Reminiscent of the entrance to the cocktail club in Topper (1937), one by one the group glide down a slide from a giant Satan head, and sit down at tables, where more fun and dancing await, including a Busby Berkley routine of horned chorus girls strutting around a circular pedestal over which a giant inflatable Satan head hovers.
The End.
Surreal and sometimes quite funny (Burns to God: “I will personally throw banana skins over your golden stairs!”), Burns fire off numerous puns, teases his mini-skirted secretary (ingénue Mary Carlisle), and rudely insults a heavy lady to her face, and the imagery is sometimes cheap or grandly bizarre. Crimson is the dominant colour, and Satan's offices at Satan & Co. are lit with flickering background fires. Smoke shoots out of the phone mouthpieces, and sparks fly when Satan scribbles notes in his DayMinder.
It's cute, short, and notable for Buzzell's rare acting gig prior to directing some major MGM comedies, including the Marx Brothers' At the Circus (1939) and Go West (1940), and the Esther Williams musical Neptune's Daughter (1949). Veteran character actor Charles Middleton (Ming the Merciless from the Flash Gordon serials) played Satan, and the music score was by a young Dimitri Tiomkin (High Noon).
The second short on the DVD is a vintage black & white Harman-Ising Vitaphone cartoon, “Red Headed Baby” (1931) that has toys singing after hours, and a romance between the titular ‘baby' doll and Napoleonic soldier threatened by a giant fuzzy spider. The primitive animation is kind of cute, and Napoleon's impassioned odes and hip-grinding are deliciously melodramatic.

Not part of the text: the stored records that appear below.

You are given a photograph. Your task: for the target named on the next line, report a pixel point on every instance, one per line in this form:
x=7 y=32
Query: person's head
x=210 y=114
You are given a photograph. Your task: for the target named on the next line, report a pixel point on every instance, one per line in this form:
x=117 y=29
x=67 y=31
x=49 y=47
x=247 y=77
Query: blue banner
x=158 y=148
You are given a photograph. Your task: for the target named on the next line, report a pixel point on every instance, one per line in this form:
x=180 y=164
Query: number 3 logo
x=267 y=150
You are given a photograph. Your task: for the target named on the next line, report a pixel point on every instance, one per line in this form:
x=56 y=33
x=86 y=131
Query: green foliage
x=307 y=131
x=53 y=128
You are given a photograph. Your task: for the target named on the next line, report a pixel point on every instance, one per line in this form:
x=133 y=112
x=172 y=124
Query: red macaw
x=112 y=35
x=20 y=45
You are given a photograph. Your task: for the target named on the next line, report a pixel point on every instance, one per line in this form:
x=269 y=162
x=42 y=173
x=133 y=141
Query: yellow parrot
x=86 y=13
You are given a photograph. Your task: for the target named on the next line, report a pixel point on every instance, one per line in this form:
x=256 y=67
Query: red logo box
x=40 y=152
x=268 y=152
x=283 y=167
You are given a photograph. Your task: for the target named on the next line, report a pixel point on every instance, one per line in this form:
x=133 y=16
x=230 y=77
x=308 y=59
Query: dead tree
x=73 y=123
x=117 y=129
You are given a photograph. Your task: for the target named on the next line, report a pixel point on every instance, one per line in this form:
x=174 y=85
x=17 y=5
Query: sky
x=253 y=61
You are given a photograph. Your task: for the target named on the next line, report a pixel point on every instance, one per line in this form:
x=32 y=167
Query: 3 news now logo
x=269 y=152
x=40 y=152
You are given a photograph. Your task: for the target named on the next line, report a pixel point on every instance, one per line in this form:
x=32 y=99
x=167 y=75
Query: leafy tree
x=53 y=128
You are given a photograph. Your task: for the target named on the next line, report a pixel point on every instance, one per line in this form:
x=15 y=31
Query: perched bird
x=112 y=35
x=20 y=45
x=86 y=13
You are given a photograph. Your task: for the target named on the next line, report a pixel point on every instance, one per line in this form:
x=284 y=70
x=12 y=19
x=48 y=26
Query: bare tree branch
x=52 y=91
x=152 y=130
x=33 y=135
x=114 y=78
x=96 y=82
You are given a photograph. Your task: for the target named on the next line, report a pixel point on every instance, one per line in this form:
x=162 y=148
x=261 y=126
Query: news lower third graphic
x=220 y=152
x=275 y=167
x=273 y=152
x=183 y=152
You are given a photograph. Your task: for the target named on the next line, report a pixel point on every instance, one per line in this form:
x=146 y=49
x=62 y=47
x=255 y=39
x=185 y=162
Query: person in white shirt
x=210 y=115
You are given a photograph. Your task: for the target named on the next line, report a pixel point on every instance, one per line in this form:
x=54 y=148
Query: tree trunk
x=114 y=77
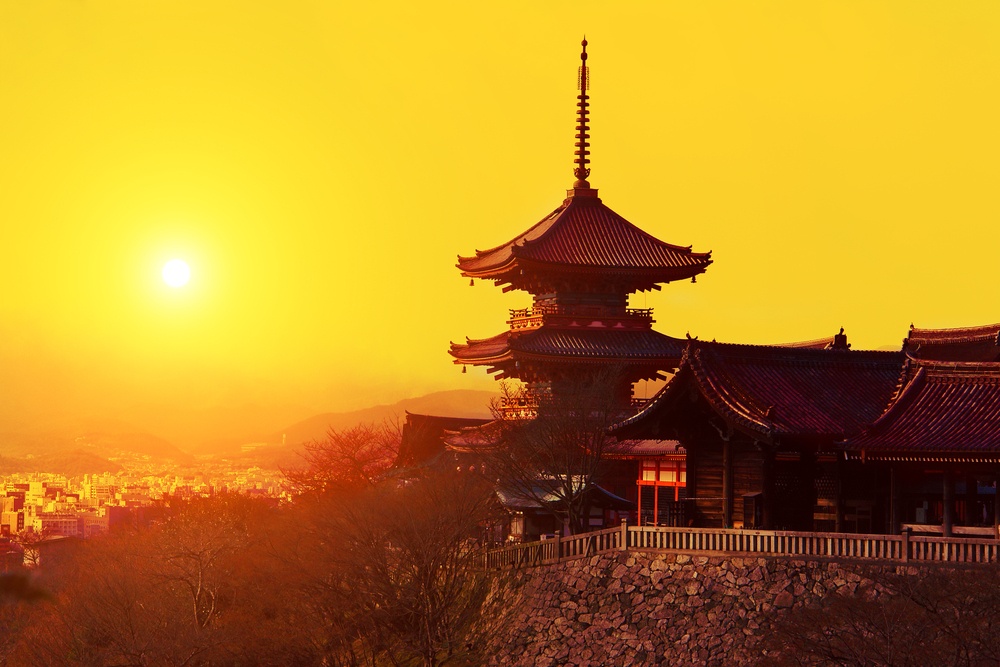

Unlike the cartoon, “The Devil's Cabaret” is more shopworn with some bad splices (plus one glaring jump cut), but the colours are pretty stable, allowing us to see an early sampling of 2-strip Technicolor, with plenty of blazing crimson.
One could argue Cimarron, being an RKO production, should've been accompanied by some shorts from the same studio (the Van Beuren cartoons come to mind), but the included extras are unique, and contextualize this early adaptation of Edna Ferber's novel, which was remade by MGM and director Anthony Mann in 1960 to cash in on the success of UA's The Big Country (1958).